The standings will see a non-hybrid this year where teams in the past saw having to face teams within their Division owing to travel. This year’s top seed 1 will face team 8, team 2 will face 7, etc. The top teams of each Division are automatically seeded first and second and would be reseeded in the next round, and in this case, it doesn’t matter based on points of reseeding as the Divisional leaders are, in fact leading in the Conference too. While there still is hockey left to be played, in the Western Conference, only Portland and Seattle can really be flipped as Everett leads Portland by seven and Seattle by ten, and based on how the teams have been doing, it is unlikely that either team could win out and Everett drop all their remaining games.

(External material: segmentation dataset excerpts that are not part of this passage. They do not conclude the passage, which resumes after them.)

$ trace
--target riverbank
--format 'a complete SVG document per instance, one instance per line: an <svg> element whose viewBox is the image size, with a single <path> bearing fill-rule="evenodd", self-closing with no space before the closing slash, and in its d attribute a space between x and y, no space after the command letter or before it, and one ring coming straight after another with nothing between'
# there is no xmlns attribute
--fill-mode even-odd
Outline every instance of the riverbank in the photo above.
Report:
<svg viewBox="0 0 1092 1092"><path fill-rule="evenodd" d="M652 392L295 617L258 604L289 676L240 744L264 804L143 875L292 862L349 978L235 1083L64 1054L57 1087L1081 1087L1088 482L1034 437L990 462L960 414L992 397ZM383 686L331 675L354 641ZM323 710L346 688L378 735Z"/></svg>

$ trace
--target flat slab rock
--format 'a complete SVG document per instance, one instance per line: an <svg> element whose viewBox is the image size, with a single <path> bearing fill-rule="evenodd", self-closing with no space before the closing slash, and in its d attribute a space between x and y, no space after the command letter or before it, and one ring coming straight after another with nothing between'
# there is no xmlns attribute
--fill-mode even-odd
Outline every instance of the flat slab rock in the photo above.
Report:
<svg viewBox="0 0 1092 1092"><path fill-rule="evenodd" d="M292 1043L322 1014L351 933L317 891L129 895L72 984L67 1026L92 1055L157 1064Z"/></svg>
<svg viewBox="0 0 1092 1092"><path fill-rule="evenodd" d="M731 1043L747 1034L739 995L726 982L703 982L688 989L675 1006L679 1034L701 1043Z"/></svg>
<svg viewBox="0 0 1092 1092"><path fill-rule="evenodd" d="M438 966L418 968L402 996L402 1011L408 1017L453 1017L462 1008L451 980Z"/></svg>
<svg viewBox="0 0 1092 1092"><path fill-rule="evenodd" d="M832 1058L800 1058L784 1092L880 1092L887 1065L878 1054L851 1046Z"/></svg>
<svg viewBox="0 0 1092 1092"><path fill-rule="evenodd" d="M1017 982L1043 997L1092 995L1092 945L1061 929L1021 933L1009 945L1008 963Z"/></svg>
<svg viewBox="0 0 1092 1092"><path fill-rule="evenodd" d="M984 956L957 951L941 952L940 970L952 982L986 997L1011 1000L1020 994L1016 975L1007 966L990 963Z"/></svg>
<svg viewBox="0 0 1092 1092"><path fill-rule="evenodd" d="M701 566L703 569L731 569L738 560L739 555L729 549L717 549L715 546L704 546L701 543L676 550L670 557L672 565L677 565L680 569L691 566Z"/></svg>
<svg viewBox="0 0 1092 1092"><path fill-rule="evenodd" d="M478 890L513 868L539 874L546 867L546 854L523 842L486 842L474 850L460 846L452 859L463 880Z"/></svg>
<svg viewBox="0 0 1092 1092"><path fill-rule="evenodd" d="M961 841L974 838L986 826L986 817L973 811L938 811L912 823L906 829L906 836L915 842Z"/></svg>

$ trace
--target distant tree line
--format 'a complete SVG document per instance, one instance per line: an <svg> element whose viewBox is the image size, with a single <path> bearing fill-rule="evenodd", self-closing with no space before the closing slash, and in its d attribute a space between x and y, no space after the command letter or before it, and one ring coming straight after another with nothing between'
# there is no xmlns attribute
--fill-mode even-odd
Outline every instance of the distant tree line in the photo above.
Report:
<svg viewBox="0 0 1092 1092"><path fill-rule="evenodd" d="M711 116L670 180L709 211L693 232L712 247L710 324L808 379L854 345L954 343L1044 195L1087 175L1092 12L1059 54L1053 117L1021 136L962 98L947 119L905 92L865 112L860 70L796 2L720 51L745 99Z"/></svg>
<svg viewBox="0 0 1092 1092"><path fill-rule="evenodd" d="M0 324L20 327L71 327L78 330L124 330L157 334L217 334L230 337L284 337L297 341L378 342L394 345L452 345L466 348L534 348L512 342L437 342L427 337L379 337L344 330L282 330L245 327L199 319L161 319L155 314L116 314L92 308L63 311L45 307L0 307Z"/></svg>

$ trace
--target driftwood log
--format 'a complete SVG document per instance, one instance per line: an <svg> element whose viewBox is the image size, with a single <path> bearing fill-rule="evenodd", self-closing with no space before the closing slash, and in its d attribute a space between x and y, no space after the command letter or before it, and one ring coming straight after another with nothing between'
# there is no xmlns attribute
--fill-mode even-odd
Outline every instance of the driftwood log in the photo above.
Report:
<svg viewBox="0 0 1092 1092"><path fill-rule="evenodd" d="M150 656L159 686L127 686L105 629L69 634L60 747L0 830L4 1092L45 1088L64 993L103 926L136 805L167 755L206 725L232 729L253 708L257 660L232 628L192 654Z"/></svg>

There is a three-point difference between Portland and Seattle, with Portland having two games left against Everett, one against Seattle, Vancouver, Kamloops, and Tri-City. Seattle has a pair against Tri-City with singles against Spokane, Everett, Vancouver, and Portland. Seattle has three home games versus three road games, while Portland has just home games and four road games, three of which are makeup games from when COVID prevented those games from being played; of the two, Seattle may have the more manageable schedule, but has to make up three points and at this time of the year, that remains a daunting task.
Based on today’s playoff picture, Everett would tangle with Prince George, Kamloops would face Victoria, Portland would get Vancouver with Seattle and Kelowna colliding. With the bottom half of the Conference, the changes can happen quickly.

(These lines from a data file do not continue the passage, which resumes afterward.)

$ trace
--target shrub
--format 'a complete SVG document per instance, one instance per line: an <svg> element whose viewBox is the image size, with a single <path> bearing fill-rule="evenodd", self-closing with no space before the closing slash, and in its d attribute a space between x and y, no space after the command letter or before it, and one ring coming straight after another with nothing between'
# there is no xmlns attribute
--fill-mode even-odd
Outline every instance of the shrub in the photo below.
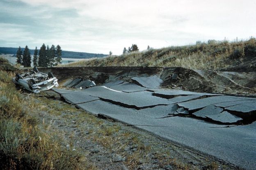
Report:
<svg viewBox="0 0 256 170"><path fill-rule="evenodd" d="M236 48L233 51L232 53L230 55L230 57L231 59L238 59L240 58L245 57L245 52L243 48Z"/></svg>
<svg viewBox="0 0 256 170"><path fill-rule="evenodd" d="M256 40L251 39L245 47L245 57L253 57L256 56Z"/></svg>

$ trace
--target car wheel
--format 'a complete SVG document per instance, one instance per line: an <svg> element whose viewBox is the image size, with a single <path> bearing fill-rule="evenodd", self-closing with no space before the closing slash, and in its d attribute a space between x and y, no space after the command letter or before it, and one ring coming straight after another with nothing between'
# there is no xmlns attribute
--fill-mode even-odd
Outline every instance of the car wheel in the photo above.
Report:
<svg viewBox="0 0 256 170"><path fill-rule="evenodd" d="M52 72L49 72L48 73L48 77L49 78L53 78L54 76L53 76L53 75L52 73Z"/></svg>
<svg viewBox="0 0 256 170"><path fill-rule="evenodd" d="M39 72L39 71L38 71L38 69L36 66L34 67L34 68L33 68L33 70L36 73L38 73L38 72Z"/></svg>
<svg viewBox="0 0 256 170"><path fill-rule="evenodd" d="M21 75L19 74L16 74L16 79L17 80L17 81L18 81L19 79L21 79Z"/></svg>
<svg viewBox="0 0 256 170"><path fill-rule="evenodd" d="M33 79L31 79L28 81L28 85L29 85L29 86L31 89L33 88L32 87L32 85L33 85L33 84L35 84L36 83L37 83L36 82L36 81Z"/></svg>

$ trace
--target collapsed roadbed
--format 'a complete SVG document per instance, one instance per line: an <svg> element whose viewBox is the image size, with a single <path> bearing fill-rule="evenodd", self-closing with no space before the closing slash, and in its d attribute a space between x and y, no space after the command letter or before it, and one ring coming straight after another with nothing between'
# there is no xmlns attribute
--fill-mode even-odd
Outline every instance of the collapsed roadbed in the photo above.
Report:
<svg viewBox="0 0 256 170"><path fill-rule="evenodd" d="M60 80L63 88L54 90L80 108L243 168L255 167L255 74L160 67L45 69ZM87 79L98 86L79 85ZM251 96L221 94L227 92Z"/></svg>
<svg viewBox="0 0 256 170"><path fill-rule="evenodd" d="M229 94L256 94L255 72L220 72L182 68L153 67L77 67L41 68L64 80L80 77L100 85L117 80L133 81L133 77L157 75L161 87Z"/></svg>

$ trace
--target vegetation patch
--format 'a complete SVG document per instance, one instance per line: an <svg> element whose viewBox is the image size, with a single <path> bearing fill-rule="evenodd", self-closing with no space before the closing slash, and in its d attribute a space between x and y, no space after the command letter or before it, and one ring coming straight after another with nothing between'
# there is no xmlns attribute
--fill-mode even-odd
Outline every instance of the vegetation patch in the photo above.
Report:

Just three points separate three teams, and Victoria gives up a monstrous three games in hand to both Prince George and Vancouver. Spokane is four points from a playoff spot having seven games left, with Tri-City needing a miracle as they remain six points out but have just six games remaining.
Single game playoff tickets have started to sell for teams now, and the playoff fever is getting into high mode now.